15 July 2013

Tokyo: Nataraj

It’s always time to either get coffee or eat in Tokyo.  Shelley and I literally got up from Starbucks (did I mention it’s the only place you can reliably get an iced tea with soymilk in the area?) with the express purpose of going to lunch.  We would’ve been at lunch within 15 minutes if not for Lonely Planet’s map impotence.

Okay okay.  Don’t get me wrong.  I love Lonely Planet.  Whenever I start planning a new trip, I rush out to buy the newest LP on the destination because they have consistently proven to be the best all-around travel guides, especially for people of my generation.  So you can know that when I’m talking smack about this particular map of Ginza in the 9th Edition Lonely Planet Tokyo of August 2012, I have ample cause to complain, but still would endorse Lonely Planet on the whole.

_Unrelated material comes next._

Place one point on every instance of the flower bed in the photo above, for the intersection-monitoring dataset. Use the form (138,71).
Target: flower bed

The problem wasn’t so much that the map itself was wrong, just that Nataraj – the reportedly fabulous and highly recommended vegetarian Indian restaurant – was mislabeled.  Try as we might, Shelley and I couldn’t find a trace of the place within a two-block vicinity of where the map claimed it was.  We asked a few Tokyoites and the address and map confused them too.  We searched for half an hour, considered giving up a couple of times, and felt our hunger sharpen by the minute.  (First world problems.  BUT.)

A nicely dressed expat American eventually saw us and took pity on us – he asked us what we were trying to find.  “Nataraj, the Indian restaurant?” we said.

“Oh, the vegetarian place!  I’ll walk you over.”

Success.  Lonely Planet map be damned.  It said Nataraj was #22, but it was really located at #38, where LP reports there’s a store called Natsune.  We rode the elevator up 7 floors and promptly forgot all our problems as we stuffed our faces.

Several times, did we stuff our faces.
Oh look, an accurate map.

… It was a lunch buffet.  What.

Nataraj
7th-9th floor, 6-9-4 Ginza
Chuo-ku, 104-0061 Tokyo
Japan
+81 3-5537-1515

Being a vegetarian restaurant, the vegan items were clearly labeled in English, which made filling our plates a breeze.  Lunch was ¥1100 ($10.87).  All you can eat.

We were pleased as punch with the salad.  The Japanese dressing was miso-based and delicious.  I mean, not like you can really ever go wrong with miso, but somebody in the kitchen knew what they were doing with that stuff.  The vegan nan, as they spelled it, was crispy and chewy at once, just as good as the ones I make on my own griddle.

Each of the 3 curries sang with flavor.  The Dal was nice and simple, the classic taste enhanced by quality ingredients.  The Mixed Bean Curry had a kick and a zing, with more chunk and another fabulous curry taste.  And the Baigan Musalam was like amazing tomato soup, mild, smooth, and with these incredible bits of eggplant that had soaked up the flavor and made you want to hold them on your tongue forEVER.  That was our fave.  All three were a little watery, but I didn’t mind soaking the extra sauce up with more nan.


After that amazing meal, and after marking up our Lonely Planet map, we bounced out onto the streets, full of energy, and headed up to the gardens of the Imperial Palace.  As we entered the grounds, our feet fell upon a path not of nice paved road or sidewalk, but of gravel.

“Oh good,” I said.  “Gravel.”

This was the funniest thing either of us could have said.  In retrospect, maybe we were drunk on dal.  Or, we’re hilarious.  You decide.